Bless all of you for you comments. Our war vets need our support in the home, the doctor's office, the community in general. Lend a hand to our soldiers that lent our freedom a hand over the years.

PTSD Sufferer May 2, 2012 8:41 pm (Pacific time)

God Bless you, Dr. Leveque! I truly admire and respect your courage, your intellect and your genuine concern for PTSD sufferers, like myself.

Anonymous April 27, 2012 11:46 am (Pacific time)

So if so much success happens with this toxicologist, how come no publicity outside of this site? 1000 PTSD vets is impressive, but where's the beef?

Editor: You obviously didn't toss his name in Google, "dr. phillip leveque" About 40,800 results (0.29 seconds)

Anonymous April 23, 2012 6:00 pm (Pacific time)

Phil is full of incredible information, I hope other media can grasp this and pay attention to the mind-bending trends regarding all of this right now, it is amazing that he is here in Oregon with us and so willing to help others the way he has for so long, thanks Doc!

BELICO April 23, 2012 8:47 am (Pacific time)

Dr Leveque, you exemplify the way people should live, pushing harder than others in your professional career, and then putting it all on the line to help Vets and to get medical marijuana legalized, no wonder every time I bring you up in a conversation, people already know who you are!  Thanks for all that you do Dr.
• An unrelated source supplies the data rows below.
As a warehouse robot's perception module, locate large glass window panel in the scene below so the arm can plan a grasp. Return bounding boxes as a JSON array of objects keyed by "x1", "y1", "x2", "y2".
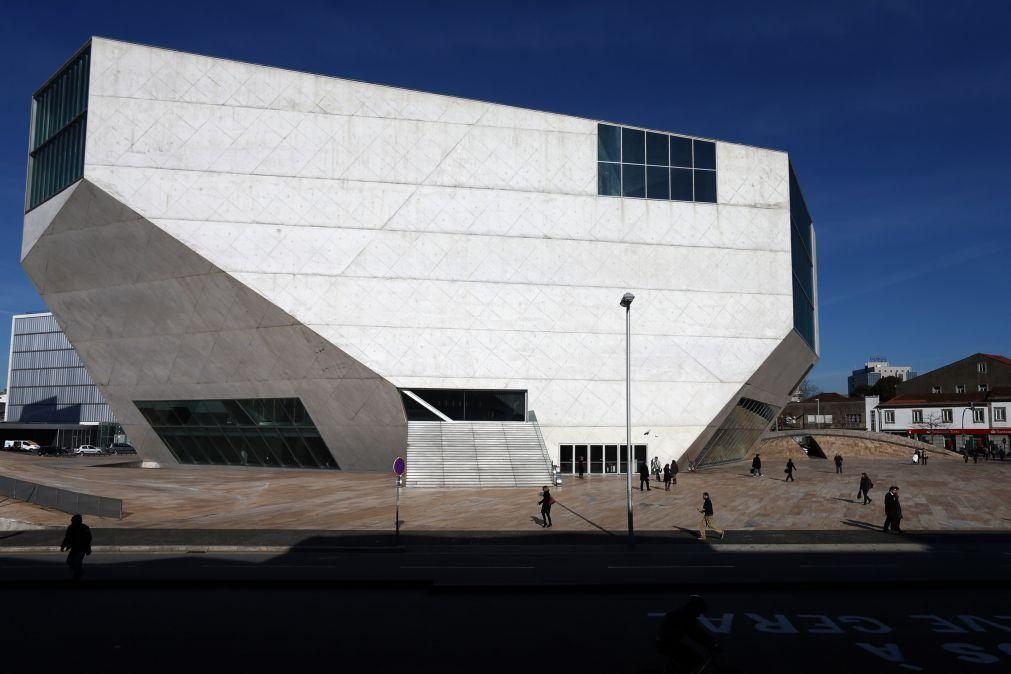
[
  {"x1": 466, "y1": 391, "x2": 527, "y2": 421},
  {"x1": 694, "y1": 140, "x2": 716, "y2": 169},
  {"x1": 572, "y1": 445, "x2": 589, "y2": 473},
  {"x1": 670, "y1": 135, "x2": 692, "y2": 169},
  {"x1": 207, "y1": 432, "x2": 242, "y2": 466},
  {"x1": 25, "y1": 47, "x2": 91, "y2": 210},
  {"x1": 596, "y1": 124, "x2": 622, "y2": 162},
  {"x1": 589, "y1": 445, "x2": 604, "y2": 475},
  {"x1": 135, "y1": 398, "x2": 340, "y2": 469},
  {"x1": 646, "y1": 166, "x2": 670, "y2": 201},
  {"x1": 622, "y1": 164, "x2": 646, "y2": 199},
  {"x1": 400, "y1": 393, "x2": 442, "y2": 421},
  {"x1": 604, "y1": 445, "x2": 618, "y2": 474},
  {"x1": 695, "y1": 171, "x2": 716, "y2": 203},
  {"x1": 558, "y1": 445, "x2": 574, "y2": 475},
  {"x1": 670, "y1": 169, "x2": 695, "y2": 201},
  {"x1": 596, "y1": 162, "x2": 622, "y2": 197},
  {"x1": 646, "y1": 131, "x2": 670, "y2": 166},
  {"x1": 622, "y1": 128, "x2": 646, "y2": 164}
]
Leveque.

Vietnam Veteran Spouse April 21, 2012 12:55 pm (Pacific time)

As the spouse of a Vietnam Vet (40 years), I have experienced PTSD "up close and personal". I have been diagnosed with secondary PTSD, due to life with a PTSD affected vet. My vet has self medicated all the years that we have been together (marijuana). ALL of the vets we know have self some form. The VA prescribes medications that just don't work. The meds can even make PTSD worse for some. The newest med to be added to our extensive list is Ambien (replaces trazadone) to help him sleep. I research each and every med given and ambien scares me. So, I don't allow him to take it nightly as prescribed, instead, only occasionally. Why on earth would you prescribe something with so many side effects to vets with PTSD, whose brain chemistry is altered. The warning label is pages and pages of some pretty extreme side effects. Marijuana works. I know that when he is "ramping up", that if he smokes, he will not be as aggitated, or will become more peaceful. PTSD is such a sinister condition and it affects not only the vet, but all of the family members. Vets who self medicate are not losers, but instead are just trying to survive their life experiences with some form of sanity. The hardest thing for me to understand years ago was that "in his world, he is normal, and we are not".

Vietnam Vet Wife April 21, 2012 8:50 am (Pacific time)

I have been married to a Vietnam vet for 40 years, who has PTSD. I also have PTSD (secondary), as a result of my life with him. PTSD is a truly awful condition. Most vets we know have always self medicated in one form or another. The majority use marijuana. I think that it calms their heightened anxiety and gives some measure of relief. The VA has prescribed terrible medications with awful side effects, that just don't work. The latest med in our extensive list is Ambien (replaces trazadone). I read all med information before he uses it. Ambien scares the heck out me. The potential or usual side effects are pages and pages long, let alone the fact that you must be taken "off" the meds with other drugs as it is highly addictive. Why on earth would you give someone this type of medication when their brain chemistry is radically altered. Makes no sense, and only turns them into ticking time bombs. Marijuana works, the vets know it works, the VA doctors know it works (their hands are tied), spouses and families know that it works. Marijuana does not make vets into losers, contrary, it allows them to feel "normal" and calm and at peace for a period of time.